Alcohol and Self-Control
Psychologists and psychiatrists sometimes refer to a belief in the ability to exert control over your own behavior as self-efficacy. The same term applies to a belief in the ability to withstand social pressures and a belief in the ability to determine your own underlying reasons for acting a certain way or setting specific goals. Generally speaking, people with adequate self-efficacy feel that they command their own destiny, while people with inadequate self-efficacy feel that their destiny depends on the actions of others or on the behavioral standards set by a peer group or a larger segment of society. The ability to control involvement in alcohol consumption (and other forms of substance use) can be heavily impacted by a perceived ability or inability to choose your own direction.

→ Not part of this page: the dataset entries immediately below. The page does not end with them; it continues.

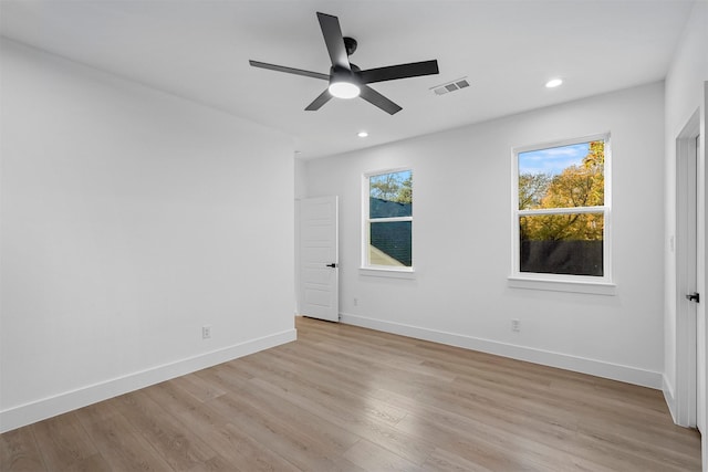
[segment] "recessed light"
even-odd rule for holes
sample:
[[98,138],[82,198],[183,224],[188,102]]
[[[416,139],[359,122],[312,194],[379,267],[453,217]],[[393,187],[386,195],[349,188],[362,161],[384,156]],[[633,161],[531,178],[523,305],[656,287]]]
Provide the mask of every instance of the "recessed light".
[[562,78],[551,78],[545,83],[546,88],[555,88],[563,83]]

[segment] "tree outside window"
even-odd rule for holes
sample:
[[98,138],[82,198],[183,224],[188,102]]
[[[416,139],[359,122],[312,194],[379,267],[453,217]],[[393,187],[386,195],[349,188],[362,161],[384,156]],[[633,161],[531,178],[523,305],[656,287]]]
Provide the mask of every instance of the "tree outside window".
[[517,153],[518,271],[604,277],[607,139]]
[[366,177],[364,266],[413,266],[413,172],[409,169]]

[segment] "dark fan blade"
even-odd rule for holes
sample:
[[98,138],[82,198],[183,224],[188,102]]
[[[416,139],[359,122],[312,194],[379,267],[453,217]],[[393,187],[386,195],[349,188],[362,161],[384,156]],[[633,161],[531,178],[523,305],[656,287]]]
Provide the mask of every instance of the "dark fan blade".
[[251,64],[253,67],[270,69],[271,71],[287,72],[289,74],[295,74],[295,75],[304,75],[305,77],[322,78],[323,81],[330,80],[329,74],[321,74],[319,72],[303,71],[302,69],[285,67],[284,65],[268,64],[266,62],[258,62],[258,61],[249,61],[248,63]]
[[403,109],[367,85],[362,85],[362,93],[360,94],[360,96],[372,105],[379,107],[389,115],[394,115]]
[[340,20],[331,14],[320,12],[317,12],[317,20],[320,20],[320,28],[322,29],[322,35],[324,36],[324,43],[327,46],[332,65],[351,71],[352,66],[346,55],[346,48],[344,48],[344,38],[342,36]]
[[433,75],[439,72],[437,61],[423,61],[412,62],[410,64],[389,65],[388,67],[368,69],[360,72],[360,76],[362,77],[362,82],[371,84],[396,78]]
[[305,111],[315,112],[320,109],[322,105],[327,103],[330,99],[332,99],[332,95],[330,94],[330,91],[325,88],[324,92],[322,92],[319,97],[316,97],[310,105],[308,105]]

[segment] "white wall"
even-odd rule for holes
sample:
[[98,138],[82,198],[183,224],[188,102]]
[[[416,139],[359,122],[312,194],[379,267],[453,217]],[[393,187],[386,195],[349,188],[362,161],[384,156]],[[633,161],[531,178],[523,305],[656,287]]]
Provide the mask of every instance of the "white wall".
[[289,138],[1,53],[2,430],[295,337]]
[[[708,295],[706,286],[706,87],[708,84],[708,3],[696,2],[690,19],[684,30],[681,41],[676,50],[674,62],[666,77],[666,223],[664,259],[666,265],[665,279],[665,387],[664,391],[675,419],[678,413],[676,405],[677,363],[685,359],[677,358],[677,343],[681,333],[677,332],[676,297],[684,294],[676,293],[676,254],[670,250],[669,241],[676,234],[676,138],[684,129],[689,118],[698,111],[700,115],[700,134],[702,155],[699,156],[699,293],[705,298]],[[705,318],[706,304],[698,305],[699,316]],[[704,386],[706,388],[706,386]],[[705,391],[705,390],[704,390]],[[680,392],[679,392],[680,394]],[[685,394],[685,392],[683,392]],[[705,401],[705,399],[704,399]],[[705,420],[704,420],[705,424]],[[704,434],[704,469],[708,466],[707,443]]]
[[[346,323],[660,387],[664,85],[309,161],[340,196]],[[511,148],[612,133],[615,296],[511,289]],[[414,169],[414,280],[360,274],[362,174]],[[357,298],[355,306],[353,301]],[[521,333],[511,332],[511,319]]]

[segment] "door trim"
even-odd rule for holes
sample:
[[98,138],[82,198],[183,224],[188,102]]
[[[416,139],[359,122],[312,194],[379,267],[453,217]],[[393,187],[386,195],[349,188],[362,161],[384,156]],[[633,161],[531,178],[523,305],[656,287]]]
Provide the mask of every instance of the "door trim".
[[[697,422],[697,304],[688,302],[685,295],[698,291],[699,230],[696,182],[699,165],[696,159],[696,137],[699,134],[700,114],[697,109],[676,138],[676,417],[674,420],[683,427],[696,427]],[[687,189],[691,190],[687,191]]]

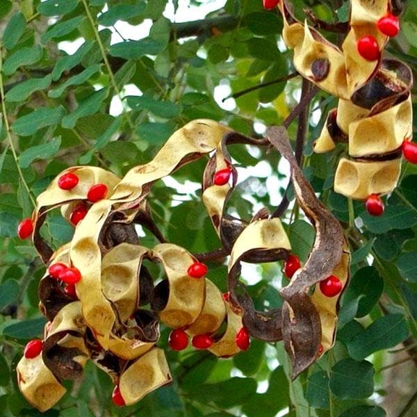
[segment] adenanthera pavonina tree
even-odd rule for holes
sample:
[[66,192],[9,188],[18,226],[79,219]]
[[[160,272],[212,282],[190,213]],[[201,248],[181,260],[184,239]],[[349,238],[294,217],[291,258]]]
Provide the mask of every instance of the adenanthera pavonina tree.
[[0,6],[6,415],[413,412],[416,6],[247,3]]

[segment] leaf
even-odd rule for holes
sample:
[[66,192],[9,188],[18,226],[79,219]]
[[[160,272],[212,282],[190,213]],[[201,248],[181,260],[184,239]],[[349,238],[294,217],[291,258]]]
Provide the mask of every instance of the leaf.
[[339,398],[367,398],[373,393],[373,366],[367,361],[342,359],[332,368],[329,385]]
[[165,49],[163,43],[152,38],[129,40],[110,47],[110,54],[124,59],[138,59],[144,55],[157,55]]
[[19,67],[31,65],[37,63],[42,58],[42,54],[43,49],[40,45],[20,48],[4,61],[3,72],[6,75],[11,75]]
[[90,52],[95,42],[86,40],[72,55],[67,55],[60,58],[52,70],[52,79],[56,81],[60,78],[64,71],[68,71],[78,65],[84,56]]
[[80,117],[97,113],[100,108],[101,102],[108,95],[108,88],[101,88],[83,99],[75,111],[63,118],[62,126],[65,129],[72,129]]
[[50,74],[43,78],[31,79],[19,83],[6,94],[8,101],[24,101],[35,91],[46,90],[51,85],[52,77]]
[[9,20],[3,33],[3,44],[6,49],[16,46],[26,29],[26,19],[22,12],[16,12]]
[[128,106],[134,111],[147,110],[156,116],[172,119],[179,115],[181,106],[176,103],[157,100],[149,95],[127,96]]
[[112,5],[108,10],[103,13],[98,18],[99,23],[104,26],[111,26],[117,20],[129,20],[140,15],[146,8],[146,3],[140,0],[134,4],[115,4]]
[[19,291],[20,286],[15,279],[7,279],[0,285],[0,310],[14,302]]
[[401,277],[409,282],[417,283],[417,252],[402,254],[396,262]]
[[377,318],[348,343],[349,354],[361,361],[378,350],[393,348],[408,337],[409,329],[404,316],[388,314]]
[[9,325],[3,329],[3,334],[17,339],[30,339],[39,337],[47,322],[44,317],[24,320],[21,322]]
[[12,130],[19,136],[30,136],[43,127],[57,124],[65,114],[65,109],[63,106],[54,108],[40,107],[19,117],[12,124]]
[[83,16],[76,16],[69,20],[60,21],[54,26],[49,26],[49,28],[40,37],[42,43],[45,44],[53,39],[62,38],[71,33],[80,26],[83,19]]
[[74,75],[74,76],[72,76],[71,78],[68,79],[63,84],[62,84],[59,87],[54,88],[53,90],[50,90],[48,92],[48,96],[54,99],[57,99],[58,97],[60,97],[63,94],[65,89],[70,87],[70,85],[78,85],[88,81],[94,74],[98,72],[100,70],[100,64],[96,64],[92,65],[91,67],[88,67],[79,74],[77,74],[76,75]]
[[28,148],[19,156],[19,165],[27,168],[35,159],[49,159],[58,152],[60,144],[60,136],[58,136],[47,143]]
[[330,391],[327,373],[321,370],[311,374],[307,379],[306,398],[314,408],[329,409]]
[[400,204],[387,206],[382,215],[373,216],[367,212],[360,215],[368,230],[376,234],[386,233],[391,229],[409,229],[417,224],[416,211]]
[[72,12],[78,6],[78,0],[46,0],[38,6],[44,16],[62,16]]

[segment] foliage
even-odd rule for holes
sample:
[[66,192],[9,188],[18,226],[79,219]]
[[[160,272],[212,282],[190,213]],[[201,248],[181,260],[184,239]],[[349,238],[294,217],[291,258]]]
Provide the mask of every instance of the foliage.
[[[296,10],[310,7],[325,20],[346,19],[348,1],[293,3]],[[417,5],[409,3],[402,33],[388,50],[416,73]],[[50,180],[63,169],[82,164],[124,174],[152,159],[177,129],[197,117],[222,121],[256,136],[265,125],[280,124],[297,103],[300,79],[287,76],[294,71],[292,53],[279,39],[282,22],[277,13],[263,10],[260,0],[228,0],[204,22],[174,24],[163,15],[172,7],[177,10],[177,1],[0,2],[0,404],[5,416],[38,415],[19,393],[14,368],[26,342],[39,337],[44,325],[37,293],[44,267],[30,243],[17,238],[16,229],[22,218],[31,215],[34,198]],[[149,35],[115,42],[118,21],[149,23]],[[336,35],[329,37],[334,41]],[[72,54],[60,49],[60,42],[80,40]],[[217,96],[224,91],[218,85],[229,85],[236,94],[277,79],[285,81],[226,101],[227,107]],[[142,95],[126,92],[132,84]],[[120,114],[113,108],[119,99]],[[384,374],[379,373],[390,361],[391,354],[381,350],[404,341],[409,345],[417,338],[417,169],[404,163],[401,183],[388,197],[382,218],[370,216],[361,204],[350,211],[348,200],[332,190],[335,156],[343,149],[325,155],[311,151],[335,102],[320,91],[310,104],[303,163],[306,177],[342,222],[354,250],[352,280],[343,299],[334,349],[294,382],[281,343],[253,341],[247,352],[220,360],[205,352],[167,350],[174,384],[117,411],[110,379],[88,366],[82,381],[66,383],[72,393],[47,415],[93,416],[108,410],[118,416],[137,411],[157,417],[263,417],[287,407],[284,414],[385,415],[374,401],[385,386]],[[289,126],[293,138],[296,129],[296,122]],[[273,211],[277,192],[282,195],[286,186],[279,155],[243,147],[231,150],[245,179],[230,200],[230,213],[250,220],[260,207]],[[157,183],[150,199],[169,240],[194,253],[215,250],[219,244],[193,191],[201,181],[204,163],[199,163],[176,172],[174,181]],[[283,220],[293,252],[305,261],[313,232],[297,206],[291,207]],[[58,213],[49,217],[47,230],[56,247],[72,233]],[[142,243],[149,240],[145,236]],[[208,277],[225,290],[224,265],[210,266]],[[244,269],[257,307],[281,303],[277,291],[285,279],[279,264]],[[164,348],[167,339],[167,329],[163,329]],[[408,352],[415,359],[415,348]]]

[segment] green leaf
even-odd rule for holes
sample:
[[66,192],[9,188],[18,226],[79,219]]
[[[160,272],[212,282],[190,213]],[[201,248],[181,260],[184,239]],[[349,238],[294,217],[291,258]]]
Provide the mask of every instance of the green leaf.
[[164,119],[176,117],[181,111],[181,106],[179,104],[158,100],[149,95],[127,96],[126,99],[128,106],[132,110],[147,110],[153,115]]
[[15,279],[5,281],[0,286],[0,310],[14,302],[17,299],[19,291],[20,286]]
[[31,79],[19,83],[6,94],[8,101],[24,101],[35,91],[46,90],[51,85],[52,77],[50,74],[43,78]]
[[62,38],[71,33],[72,31],[75,31],[80,26],[83,19],[83,16],[76,16],[69,20],[56,23],[40,37],[42,43],[45,44],[53,39]]
[[417,224],[417,213],[407,206],[387,206],[382,215],[370,215],[366,212],[361,213],[363,223],[372,233],[382,234],[391,229],[409,229]]
[[165,49],[163,43],[152,38],[144,38],[140,40],[129,40],[113,44],[110,47],[110,54],[124,59],[138,59],[144,55],[157,55]]
[[348,343],[349,354],[361,361],[378,350],[393,348],[408,337],[409,329],[404,316],[388,314],[377,318]]
[[64,117],[61,125],[65,129],[72,129],[76,121],[84,116],[88,116],[97,113],[100,108],[103,100],[108,95],[108,88],[101,88],[95,91],[88,97],[80,101],[76,110]]
[[40,45],[20,48],[4,61],[3,72],[6,75],[11,75],[19,67],[31,65],[37,63],[42,58],[42,54],[43,49]]
[[314,408],[329,409],[329,395],[327,373],[321,370],[311,374],[307,379],[306,391],[306,398],[309,404]]
[[401,276],[409,282],[417,283],[417,252],[402,254],[396,262]]
[[303,262],[311,252],[315,236],[314,228],[304,220],[295,220],[290,225],[288,238],[293,252]]
[[17,339],[30,339],[39,337],[47,322],[44,317],[24,320],[3,329],[3,334]]
[[38,11],[44,16],[62,16],[77,6],[78,0],[47,0],[38,6]]
[[140,15],[146,8],[146,3],[140,0],[134,4],[115,4],[98,18],[99,23],[105,26],[115,24],[117,20],[129,20]]
[[16,46],[26,29],[26,19],[22,12],[16,12],[10,18],[3,33],[3,44],[6,49]]
[[56,155],[60,144],[60,136],[58,136],[47,143],[28,148],[19,156],[19,165],[22,168],[27,168],[36,159],[49,159]]
[[19,117],[12,124],[12,130],[19,136],[30,136],[43,127],[57,124],[65,114],[65,109],[62,106],[54,108],[40,107]]
[[329,385],[339,398],[367,398],[373,392],[373,366],[367,361],[342,359],[332,368]]
[[386,413],[380,407],[369,405],[356,405],[345,410],[338,417],[385,417]]
[[48,96],[54,99],[60,97],[63,94],[65,89],[70,85],[79,85],[79,84],[83,84],[88,81],[94,74],[100,70],[100,64],[95,64],[91,67],[88,67],[88,68],[86,68],[84,71],[68,79],[59,87],[50,90],[48,92]]
[[52,79],[56,81],[60,78],[64,71],[69,71],[78,65],[81,60],[90,52],[95,42],[92,40],[86,40],[72,55],[67,55],[60,58],[55,64],[52,70]]

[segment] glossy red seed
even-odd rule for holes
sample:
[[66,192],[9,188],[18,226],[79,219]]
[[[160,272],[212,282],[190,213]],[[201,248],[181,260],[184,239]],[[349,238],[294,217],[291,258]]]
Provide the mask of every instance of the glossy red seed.
[[242,327],[236,334],[236,345],[240,350],[247,350],[250,346],[249,333],[245,327]]
[[79,177],[72,172],[61,175],[58,179],[58,186],[61,190],[72,190],[79,183]]
[[56,278],[58,279],[59,276],[67,269],[68,267],[65,263],[62,263],[62,262],[57,262],[56,263],[51,265],[48,268],[48,273],[53,278]]
[[365,208],[371,215],[381,215],[385,210],[384,202],[377,194],[371,194],[366,199]]
[[320,290],[326,297],[334,297],[340,293],[343,288],[342,281],[334,275],[320,281]]
[[118,385],[115,386],[115,389],[111,393],[111,399],[113,403],[117,407],[123,407],[126,405],[126,402],[124,402],[124,400],[123,400],[122,393],[120,392],[120,388]]
[[183,350],[188,345],[188,336],[182,329],[175,329],[170,334],[168,343],[172,350]]
[[39,339],[31,341],[25,347],[24,354],[26,359],[35,358],[42,352],[43,342]]
[[28,238],[33,232],[33,223],[31,219],[24,219],[17,226],[17,236],[21,239]]
[[208,349],[213,345],[213,339],[208,334],[197,334],[193,338],[191,344],[196,349]]
[[224,186],[229,182],[231,175],[231,168],[228,167],[218,171],[213,177],[213,183],[215,186]]
[[390,38],[397,36],[400,33],[400,20],[398,17],[389,13],[384,17],[381,17],[377,24],[378,29]]
[[402,142],[402,154],[411,163],[417,163],[417,143],[404,140]]
[[263,0],[263,8],[270,10],[277,6],[279,3],[279,0]]
[[195,262],[187,270],[187,273],[193,278],[202,278],[207,275],[208,268],[201,262]]
[[301,268],[300,259],[297,255],[288,255],[284,264],[284,273],[288,278],[292,278],[293,275]]
[[75,285],[74,284],[67,284],[64,288],[64,293],[71,297],[71,298],[76,298],[76,291],[75,291]]
[[59,275],[59,279],[65,284],[76,284],[81,279],[81,273],[76,268],[68,268]]
[[76,206],[71,215],[70,215],[70,221],[74,225],[76,226],[85,217],[88,211],[87,206],[83,204],[78,204]]
[[98,183],[92,186],[87,193],[87,198],[89,202],[95,203],[101,199],[103,199],[107,195],[107,186],[106,184]]
[[379,59],[379,47],[376,39],[370,35],[363,36],[358,40],[359,55],[368,61]]

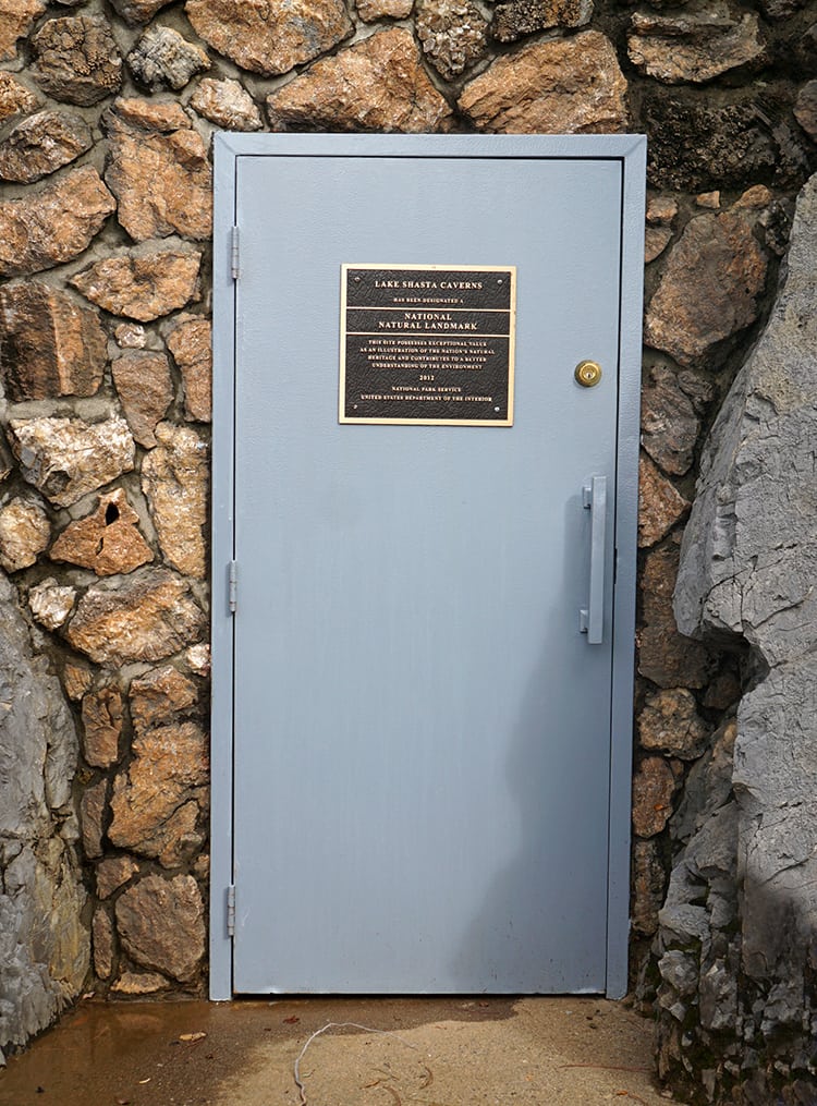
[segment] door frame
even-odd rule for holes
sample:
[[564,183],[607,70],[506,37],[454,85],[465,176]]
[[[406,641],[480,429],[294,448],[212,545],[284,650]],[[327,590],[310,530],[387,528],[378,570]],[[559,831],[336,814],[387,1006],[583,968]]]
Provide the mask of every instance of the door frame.
[[[214,136],[211,575],[210,998],[233,997],[233,646],[235,300],[240,157],[616,160],[622,176],[606,994],[627,992],[630,790],[647,139],[643,135],[230,134]],[[274,216],[274,212],[272,212]],[[463,259],[463,262],[468,259]],[[333,321],[334,325],[334,321]]]

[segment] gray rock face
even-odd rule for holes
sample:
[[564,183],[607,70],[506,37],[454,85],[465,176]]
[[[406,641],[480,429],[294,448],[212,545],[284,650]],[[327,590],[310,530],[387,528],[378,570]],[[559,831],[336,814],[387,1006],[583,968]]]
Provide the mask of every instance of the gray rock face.
[[817,178],[797,205],[787,274],[701,458],[675,616],[692,636],[745,637],[768,665],[817,644]]
[[56,1018],[90,957],[73,845],[76,732],[17,602],[0,574],[0,1048]]
[[[687,977],[681,988],[662,968],[659,1068],[678,1070],[677,1023],[691,1032],[696,997],[692,1032],[721,1054],[710,1088],[719,1102],[721,1092],[778,1100],[774,1092],[792,1086],[781,1041],[804,1073],[798,1100],[814,1102],[817,1091],[807,1060],[817,1018],[808,985],[817,917],[816,282],[813,177],[797,202],[774,312],[704,449],[674,594],[684,633],[746,640],[762,674],[692,770],[672,826],[688,844],[659,914],[662,966],[700,942],[692,992]],[[763,1042],[751,1077],[734,1064],[724,1074],[735,1033]]]

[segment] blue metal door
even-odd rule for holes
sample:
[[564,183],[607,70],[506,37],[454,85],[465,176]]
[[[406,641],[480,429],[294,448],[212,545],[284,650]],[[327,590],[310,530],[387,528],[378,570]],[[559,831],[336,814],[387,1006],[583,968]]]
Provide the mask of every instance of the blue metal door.
[[[232,985],[601,992],[622,163],[406,142],[235,158]],[[514,268],[513,425],[342,425],[345,264]]]

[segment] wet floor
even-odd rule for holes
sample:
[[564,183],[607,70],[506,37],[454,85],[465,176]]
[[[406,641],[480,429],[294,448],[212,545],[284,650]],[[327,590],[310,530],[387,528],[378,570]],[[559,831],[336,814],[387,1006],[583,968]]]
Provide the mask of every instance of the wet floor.
[[1,1106],[666,1106],[664,1095],[650,1023],[578,998],[92,1000],[0,1071]]

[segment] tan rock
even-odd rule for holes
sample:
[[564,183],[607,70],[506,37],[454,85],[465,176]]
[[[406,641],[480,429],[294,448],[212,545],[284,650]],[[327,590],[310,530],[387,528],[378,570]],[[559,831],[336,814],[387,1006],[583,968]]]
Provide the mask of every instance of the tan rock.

Can Young Adults Learn Self-Control?
In the study slated for publication in Addictive Behaviors, researchers from Great Britain’s Bangor University and Iran’s Ferdowsi University of Mashhad used a laboratory experiment to assess the possibility of improving the amount of self-perceived control that young adults have over their drinking behaviors. The participants in this experiment were 106 college students classified as moderate drinkers (people who don’t habitually consume enough alcohol to increase their risks for diagnosable problems). Some of these students were subjected to interventions specifically designed to increase a sense of drinking self-control, while others were subjected to interventions designed to decrease a sense of drinking self-control. The study also included a third group of study participants who did not have their perceived level of alcohol-related control destabilized or enhanced.
Before taking part in the experiment, all three groups exhibited roughly the same level of belief in their ability to control their drinking urges and behaviors. Specific aspects of this self-control included knowledge about alcohol-related harm, sensitivity to the effects of active alcohol consumption, the ability to choose whether or not to drink in a current situation and the ability to set future goals about drinking involvement. After taking part in the experiment, the group exposed to interventions designed to enhance a sense of self-control did indeed show an improved ability to establish their own drinking motivations, as well as a decline in their urges to consume more alcohol. On the other hand, the group exposed to interventions designed to destabilize a sense of self-control showed a decreased ability to establish their own drinking motivations, as well as an increase in their urges to consume more alcohol.
The study’s authors concluded that, with help from properly implemented assistance, young adults can learn how to increase their sense of alcohol-related self-efficacy.